International pop music superstar Kylie Minogue said she was thrilled her extensive collection within the Australian Performing Arts Collection would be shared with the community.

“The Australian Performing Arts Collection is home to more than 1000 items from my career including costumes and accessories.  I am so thankful that with the help of the expert and passionate Collections team, these items can be shared with generations to come.  It’s so exciting that fans, music and history lovers will be able to see some of them up close and personal amongst so many other treasures housed in the new space,” said Minogue.

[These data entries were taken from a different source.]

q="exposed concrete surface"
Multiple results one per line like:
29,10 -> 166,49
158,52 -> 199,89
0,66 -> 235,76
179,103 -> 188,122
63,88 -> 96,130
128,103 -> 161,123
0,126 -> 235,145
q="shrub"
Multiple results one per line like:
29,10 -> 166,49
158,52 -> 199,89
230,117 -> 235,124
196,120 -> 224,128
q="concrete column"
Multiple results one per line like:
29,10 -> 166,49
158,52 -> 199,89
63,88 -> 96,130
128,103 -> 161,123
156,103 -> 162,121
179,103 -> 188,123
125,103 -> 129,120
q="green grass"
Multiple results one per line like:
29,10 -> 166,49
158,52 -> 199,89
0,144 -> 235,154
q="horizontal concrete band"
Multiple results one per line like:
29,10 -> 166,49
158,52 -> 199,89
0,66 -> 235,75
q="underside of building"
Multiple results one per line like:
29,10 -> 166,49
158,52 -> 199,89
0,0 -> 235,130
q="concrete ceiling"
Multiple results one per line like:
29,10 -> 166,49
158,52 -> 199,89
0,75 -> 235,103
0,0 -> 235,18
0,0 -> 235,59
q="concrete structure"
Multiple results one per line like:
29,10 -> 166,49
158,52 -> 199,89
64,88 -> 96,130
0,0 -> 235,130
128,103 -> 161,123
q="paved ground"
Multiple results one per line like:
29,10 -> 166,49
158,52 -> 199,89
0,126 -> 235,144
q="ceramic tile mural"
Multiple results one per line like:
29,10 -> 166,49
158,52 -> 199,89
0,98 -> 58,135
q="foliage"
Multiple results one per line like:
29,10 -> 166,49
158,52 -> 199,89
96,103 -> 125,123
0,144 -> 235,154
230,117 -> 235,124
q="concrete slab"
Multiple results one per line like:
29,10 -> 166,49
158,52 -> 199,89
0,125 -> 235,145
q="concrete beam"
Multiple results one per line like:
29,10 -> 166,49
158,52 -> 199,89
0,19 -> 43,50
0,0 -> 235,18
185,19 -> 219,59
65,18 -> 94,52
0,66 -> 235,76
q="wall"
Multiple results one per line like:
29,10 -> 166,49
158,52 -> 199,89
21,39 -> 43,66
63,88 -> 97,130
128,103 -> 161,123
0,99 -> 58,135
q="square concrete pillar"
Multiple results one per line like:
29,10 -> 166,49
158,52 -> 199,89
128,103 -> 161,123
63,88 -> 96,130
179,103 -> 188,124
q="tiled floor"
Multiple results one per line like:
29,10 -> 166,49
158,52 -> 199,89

One of Kylie’s iconic costumes – her Museum Dress – is set to be among ten treasured pieces from the Australian Performing Arts Collection that will be on display when the new space opens in 2023. A suite of online stories about these items will be published on Arts Centre Melbourne’s website from November.

Other significant items in the collection include notebooks compiled by Nick Cave; a tutu worn by Justine Summers in Divergence, The Australian Ballet, 1994; Wirth’s Circus scrapbook compiled by Charles West, c.1905 – 1940s; Costume designs by Roger Kirk for the role of Peter Allen in The Boy from Oz; Spectacles worn with the Fish Dress by Barry Humphries as Edna Everage; and Ossie Ostrich puppet from television program Hey Hey It’s Saturday, c1972; among others.

The Australian Performing Arts Collection opens to the public in June 2023.